Über die Grenze schauen
In der DDR war die Sendung „Briefe ohne Unterschrift“ berühmt. Jedenfalls dort, wo man sie empfangen konnte. In Ost-Berlin zum Beispiel, im Lichtenberger Wohnzimmer von Ulrich Zagorni. Der heute 75-Jährige hörte von den Briefen im RIAS. „Die kamen immer zwischen den Schlagersendungen, wurden aber nicht komplett verlesen“, erinnert er sich. „Ich fand es damals gut, dass es diese Sendung gab, da konnte man ein bisschen über die Grenze schauen.“ Er selbst hatte sich nie getraut, einen solchen Brief zu schreiben. Denn Ulrich Zagorni hatte zwei Brüder im Westen. „Der eine war ziemlich oft bei uns.“ Die Familie musste also davon ausgehen, beobachtet zu werden. Und solch ein Brief wäre womöglich nicht folgenlos geblieben.

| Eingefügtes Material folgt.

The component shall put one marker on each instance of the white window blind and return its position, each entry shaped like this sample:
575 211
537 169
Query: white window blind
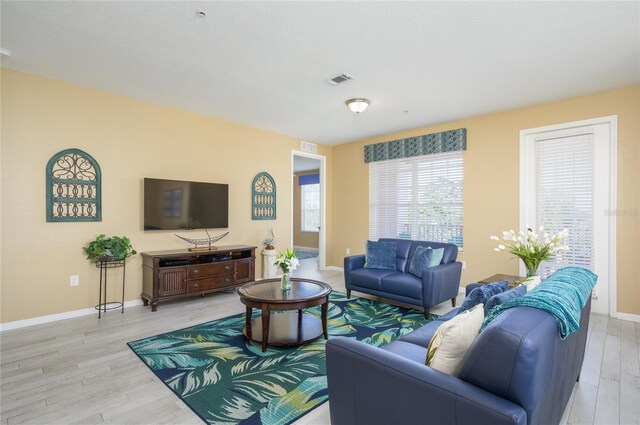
565 195
417 198
310 196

„Klar, die fehlende Meinungsfreiheit hat mich auch geärgert, ich war da auch oppositionell eingestellt", sagt Zagorni. "Aber ich wollte mich keinen Stasiverhören aussetzen.“ Schon wegen seines Berufes nicht. Der Diplom-Ingenieur arbeitete im EAB Elektro- und Anlagenbau Berlin. Eine Arbeit, die er liebte und die er nicht riskieren wollte. Auch wegen seiner Frau und den zwei Kindern nicht. „Man musste doch leben, ohne Arbeit ging das nicht.“ Selbst keinen solchen kritischen Brief geschrieben zu haben, bereut Ulrich Zagorni deshalb nicht. Aber er versteht, warum es so viele getan haben. Und er hat Respekt vor ihrem Mut. In Lichtenberg lebt Ulrich Zagorni heute noch. Hin und wieder erinnert er sich an die DDR. Seine inzwischen erwachsenen Kinder aber haben sie vergessen. Sie waren damals noch zu jung, um Briefe zu schreiben.
Einige „Briefe ohne Unterschrift“ zeigt das Museum für Kommunikation bis zum 10. Januar 2021.